Joanninha porêm tinha os olhos verdes; e o effeito d’esta rara feição n’aquella physionomia á primeira vista tam discordante — era em verdade pasmosa. Primeiro fascinava, halucinava, depois fazia uma sensação inexplicavel e indecisa que doía e dava prazer ao mesmo tempo: porfim pouco o pouco, estabelecia-se a corrente magnetica tam poderosa, tam carregada, tam incapaz de solução-de-continuidade, que toda a lembrança de outra coisa desapparecia, e toda a intelligencia e toda a vontade eram absorvidas.

Resta so accrescentar — e fica o retrato completo, um simples vestido azul escuro, cinto e avental preto, e uns sapatinhos com as fitas traçadas em cothurno. O pé breve e estreito; o que se adivinhava da perna admiravel.

Tal era a ideal e espiritualissima figura que em pé, incostada á banca onde acabava de comer a boa da velha, contemplava, n’aquelle rosto macerado e apagado, a indicivel expressão de tristeza que elle pouco a pouco ía tomando e que toda se reflectia, como disse, no semblante da contempladora.

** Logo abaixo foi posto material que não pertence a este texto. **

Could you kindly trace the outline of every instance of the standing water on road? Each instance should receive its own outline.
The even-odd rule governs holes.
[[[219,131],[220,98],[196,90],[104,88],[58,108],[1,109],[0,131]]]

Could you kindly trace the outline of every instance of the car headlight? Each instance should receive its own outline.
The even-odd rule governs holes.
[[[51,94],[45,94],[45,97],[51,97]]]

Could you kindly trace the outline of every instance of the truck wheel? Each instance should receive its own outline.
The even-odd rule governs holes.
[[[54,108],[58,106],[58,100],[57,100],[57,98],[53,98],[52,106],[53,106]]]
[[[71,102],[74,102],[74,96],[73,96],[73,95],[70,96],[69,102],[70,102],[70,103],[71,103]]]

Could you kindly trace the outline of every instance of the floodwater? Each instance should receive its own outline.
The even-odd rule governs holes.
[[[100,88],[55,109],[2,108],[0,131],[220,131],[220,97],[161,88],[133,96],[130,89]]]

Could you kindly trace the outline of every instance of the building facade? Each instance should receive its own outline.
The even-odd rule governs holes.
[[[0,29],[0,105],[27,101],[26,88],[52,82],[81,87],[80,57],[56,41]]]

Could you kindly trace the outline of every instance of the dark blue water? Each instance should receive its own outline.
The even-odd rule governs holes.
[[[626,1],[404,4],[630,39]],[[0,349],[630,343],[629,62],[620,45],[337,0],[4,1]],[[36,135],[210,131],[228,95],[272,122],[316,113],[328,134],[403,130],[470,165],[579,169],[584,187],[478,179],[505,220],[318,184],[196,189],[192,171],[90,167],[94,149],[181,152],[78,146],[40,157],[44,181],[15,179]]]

A velha suspirou profundamente, e fazendo como um esfôrço para se distrahir de pensamentos que a affligiam, buscou incertamente com as mãos o novêllo da sua meada:

— 'O meu novêllo, filha: não posso estar sem fazer nada, faz-me mal.'

— 'Conversemos, avó.'

— 'Pois conversemos; mas dá-me o meu novêllo. Não sei o que é, mas quando não trabalho eu, trabalha não sei o que em mim que me cansa ainda mais. Bem dizem que a ociosidade é o peior lavor.'

Joanninha deu-lhe o novêllo e pôs-lhe a dobadoira a geito.

A velha sentiu o que quer que fosse na mão, levou-a á bôcca e pareceu beija-la, depois disse:

— 'Bem vi, Joanninha!'

— 'O quê, minha avó? que viu?'

— 'Vi, filha, vi.., sem ser com os olhos que Deus me cerrou para sempre — louvado seja Elle por tudo! — vi, sentindo, ésta lagryma tua que me cahiu na mão, e que ja ca está no peito por que a bebi, Joanna. Oh filha, ja! é muito cedo para começar, deixa isso para mim que estou costumada: mas tu, tu com deseseis annos e nenhum desgôsto!'

— 'Nenhum, avó! E estamos sosinhas nós duas n'este mundo, minha avó n’esse estado, eu n’esta edade, e...’

— 'E Deus no ceu para tomar conta em nós... Mas que é? olha, Joanna: eu sinto passos na estrada vê o que é.'

— 'Não vejo ninguem.'

— 'Mas oiço eu... Espera... é Fr. Diniz; conheço-lhe os passos.'

Mal a velha acabava de pronunciar este nome, surdiu, de traz de umas oliveiras que ficam na volta da estrada, da banda de Santarem, a figura sêcca, alta e um tanto curvada de um religioso franciscano que abordoado em seu pau tosco, arrastando as suas sandalias amarellas e tremendo-lhe na cabeça o seu chapeo alvadio, vinha em direcção para ellas.

Era Fr. Diniz comeffeito, o austero guardião de San’Francisco de Santarem.